The state spent billions of tax victim dollars to keep General Motors (GM) from filing bankruptcy and it appears, unsurprisingly, that GM is heading for bankruptcy yet again:

Right now, the federal government owns 500,000,000 shares of GM, or about 26% of the company. It would need to get about $53.00/share for these to break even on the bailout, but the stock closed at only $20.21/share on Tuesday. This left the government holding $10.1 billion worth of stock, and sitting on an unrealized loss of $16.4 billion.

Right now, the government’s GM stock is worth about 39% less than it was on November 17, 2010, when the company went public at $33.00/share. However, during the intervening time, the Dow Jones Industrial Average has risen by almost 20%, so GM shares have lost 49% of their value relative to the Dow.

This is why bailouts are such a joke, they reward companies that misallocate resources.
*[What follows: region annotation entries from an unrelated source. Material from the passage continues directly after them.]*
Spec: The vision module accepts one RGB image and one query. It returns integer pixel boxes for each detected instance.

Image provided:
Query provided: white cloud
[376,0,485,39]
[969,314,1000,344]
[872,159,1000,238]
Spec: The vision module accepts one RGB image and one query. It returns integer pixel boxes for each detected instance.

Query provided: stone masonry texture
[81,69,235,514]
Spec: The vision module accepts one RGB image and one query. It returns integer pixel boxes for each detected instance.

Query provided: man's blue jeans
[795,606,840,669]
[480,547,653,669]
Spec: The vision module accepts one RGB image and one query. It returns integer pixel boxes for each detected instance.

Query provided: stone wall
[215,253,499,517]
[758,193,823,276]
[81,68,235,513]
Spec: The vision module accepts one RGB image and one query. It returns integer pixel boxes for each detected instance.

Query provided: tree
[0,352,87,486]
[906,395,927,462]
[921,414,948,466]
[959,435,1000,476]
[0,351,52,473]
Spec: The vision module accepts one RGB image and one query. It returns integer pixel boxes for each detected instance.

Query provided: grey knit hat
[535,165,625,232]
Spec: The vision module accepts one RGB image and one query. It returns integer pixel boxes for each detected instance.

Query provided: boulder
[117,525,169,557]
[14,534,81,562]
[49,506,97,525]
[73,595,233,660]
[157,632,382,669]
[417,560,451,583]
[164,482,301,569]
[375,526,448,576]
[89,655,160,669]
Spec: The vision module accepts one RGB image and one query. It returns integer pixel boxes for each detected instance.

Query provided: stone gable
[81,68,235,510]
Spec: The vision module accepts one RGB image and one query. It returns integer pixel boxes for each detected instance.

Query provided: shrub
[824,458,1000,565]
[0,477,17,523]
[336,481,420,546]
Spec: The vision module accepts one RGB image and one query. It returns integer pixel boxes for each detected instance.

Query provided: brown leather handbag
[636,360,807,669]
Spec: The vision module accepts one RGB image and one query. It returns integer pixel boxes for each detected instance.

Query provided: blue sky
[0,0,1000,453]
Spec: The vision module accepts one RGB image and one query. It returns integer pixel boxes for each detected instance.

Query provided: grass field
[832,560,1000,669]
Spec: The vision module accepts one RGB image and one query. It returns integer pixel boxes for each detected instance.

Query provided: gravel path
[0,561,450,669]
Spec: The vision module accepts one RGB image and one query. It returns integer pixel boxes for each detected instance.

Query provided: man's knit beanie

When a company allocates resources towards fulfilling the desires of consumers that business is rewarded with more resource, which are voluntarily given to them by consumers. When a company misallocates resources by putting them towards producing goods and services consumers don’t want that company doesn’t receive further resources and eventually fails. When you insert government into the mix you destroy the market feedback mechanism as companies are given additional resources even though they’ve failed to provide for consumer wants. If GM gets another bailout there will be even less motivation for them to fulfill consumer desires as they would be rewarded twice for failing to do so, and the government seems more than happy to deliver GM another bailout less it be embarrassed by the dismal failure that the bailout programs have been.